Столь неповторимое преобладание словесности над жизнью, одного человека над сознанием и воображением целого огромного народа, что населяет необъятную страну, — факт единственный в своем роде; сыскать нечто вполне похожее, пожалуй, немыслимо: ведь ни Данте, ни Шек­спир, ни Гомер, ни Вергилий, ни Гете не занимают в нацио­нальном сознании места, подобного пушкинскому. И нео­быкновенное это явление (как его ни рассматривай и ни расценивай) в немалой, далеко еще не изученной степени — дело рук Белинского й его учеников: они первыми разгля­дели в Пушкине светило, под чьими животворными лучами так изумительно вызрели и расцвели русская мысль и рус­ское чувство. Сам Пушкин, веселый, изящный, изысканный аристократ, а в свете человек высокомерный, презрительный и привередливый, находил это изобилие похвал и чрезмер­ным, и неловким; он говорил об угловатом и неуклюжем Белинском примерно так: «причудник сей, похоже, боготво­рит меня по ему лишь одному ведомым причинам»[196].

Пушкин слегка робел перед Белинским, смутно подозре­вал: этому человеку есть, что сказать; одно время подумы­вал пригласить обозревателя к сотрудничеству в издаваемом журнале «Современник», но вспомнил, что друзья находили Белинского невыносимым — и успешно уклонился от лич­ного знакомства.

Высокомерие Пушкина, его неоднократные попытки выставлять себя аристократическим любителем словесности, а вовсе не профессиональным литератором, задевали уяз­вимого и обидчивого Белинского за живое — точно так же маска светского цинизма, под коей прятал настоящее свое лицо Лермонтов, оскорбила его при первой встрече с поэтом.
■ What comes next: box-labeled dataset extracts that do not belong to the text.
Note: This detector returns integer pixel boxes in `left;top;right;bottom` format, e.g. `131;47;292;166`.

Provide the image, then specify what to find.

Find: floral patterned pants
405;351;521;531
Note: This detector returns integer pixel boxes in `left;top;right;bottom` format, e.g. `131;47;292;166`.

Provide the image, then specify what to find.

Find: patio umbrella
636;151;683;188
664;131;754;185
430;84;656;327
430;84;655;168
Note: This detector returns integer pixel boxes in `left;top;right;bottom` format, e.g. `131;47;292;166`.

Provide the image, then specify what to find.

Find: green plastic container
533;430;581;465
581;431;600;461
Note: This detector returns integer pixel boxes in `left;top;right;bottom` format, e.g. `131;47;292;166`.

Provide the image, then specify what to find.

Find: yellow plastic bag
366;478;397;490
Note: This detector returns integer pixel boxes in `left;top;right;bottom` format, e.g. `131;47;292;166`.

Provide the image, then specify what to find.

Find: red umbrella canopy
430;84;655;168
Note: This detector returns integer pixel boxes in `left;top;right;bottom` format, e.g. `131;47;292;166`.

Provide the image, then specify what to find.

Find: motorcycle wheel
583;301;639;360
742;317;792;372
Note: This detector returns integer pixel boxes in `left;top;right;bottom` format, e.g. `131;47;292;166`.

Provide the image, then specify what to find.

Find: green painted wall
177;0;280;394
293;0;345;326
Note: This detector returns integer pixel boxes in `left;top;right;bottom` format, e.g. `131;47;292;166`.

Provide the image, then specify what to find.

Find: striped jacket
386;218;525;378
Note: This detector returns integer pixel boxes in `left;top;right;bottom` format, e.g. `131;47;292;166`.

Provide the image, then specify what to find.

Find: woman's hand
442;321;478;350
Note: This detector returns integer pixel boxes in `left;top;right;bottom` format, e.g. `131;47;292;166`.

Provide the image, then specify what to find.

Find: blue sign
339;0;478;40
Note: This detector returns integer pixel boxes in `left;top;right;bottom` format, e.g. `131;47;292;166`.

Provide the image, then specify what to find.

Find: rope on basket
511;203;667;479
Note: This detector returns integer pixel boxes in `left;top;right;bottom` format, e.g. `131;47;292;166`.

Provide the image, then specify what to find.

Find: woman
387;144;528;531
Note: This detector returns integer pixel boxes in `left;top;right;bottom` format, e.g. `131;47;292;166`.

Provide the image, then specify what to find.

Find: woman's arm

Но Белинский позабыл пушкинскую холодность; он осоз­нал, что за байронической личиной и язвительным циниз­мом Лермонтова — за его желанием ранить и получать раны ответные — скрывается великий лирический поэт, серьез­ный, тонкий, проницательный критик и донельзя измучен­ный человек, исключительно добрый и глубокий. Гений обоих этих людей заворожил Белинского — и, то ли осоз­нанно, то ли бессознательно, собственные понятия о том, что являет собою художник слова, и каким ему надлежит быть, Белинский стремился выстраивать, опираясь на произведе­ния Пушкина и Лермонтова — особенно Пушкина.

Всю жизнь Белинский-критик оставался учеником вели­ких германских романтиков. Он резко порицал и отвергал дидактические, утилитарные доктрины, требовавшие при­кладного искусства и бывшие в изрядном ходу среди фран­цузских социалистов: «Поэзия не имеет никакой цели вне себя, но сама себе есть цель, так же, как истина в знании, как благо в действии»[197]. Несколько выше, в этой же статье, он говорит:

«Весь мир, все цветы, краски и звуки, все формы природы и жизни могут быть явлениями поэзии; но сущность ее — то, что скрывается в этих явлениях, живит их бытие, оча­ровывает в них игрою жизни. <... > Кто же он, сам поэт, в отношении к прочим людям? — Это организация воспри­имчивая, раздражительная, всегда деятельная, которая при малейшем прикосновении дает от себя искры электричества, которая болезненнее других страдает, живее наслаждается, пламеннее любит, сильнее ненавидит; словом — глубже чувствует <... >»[198].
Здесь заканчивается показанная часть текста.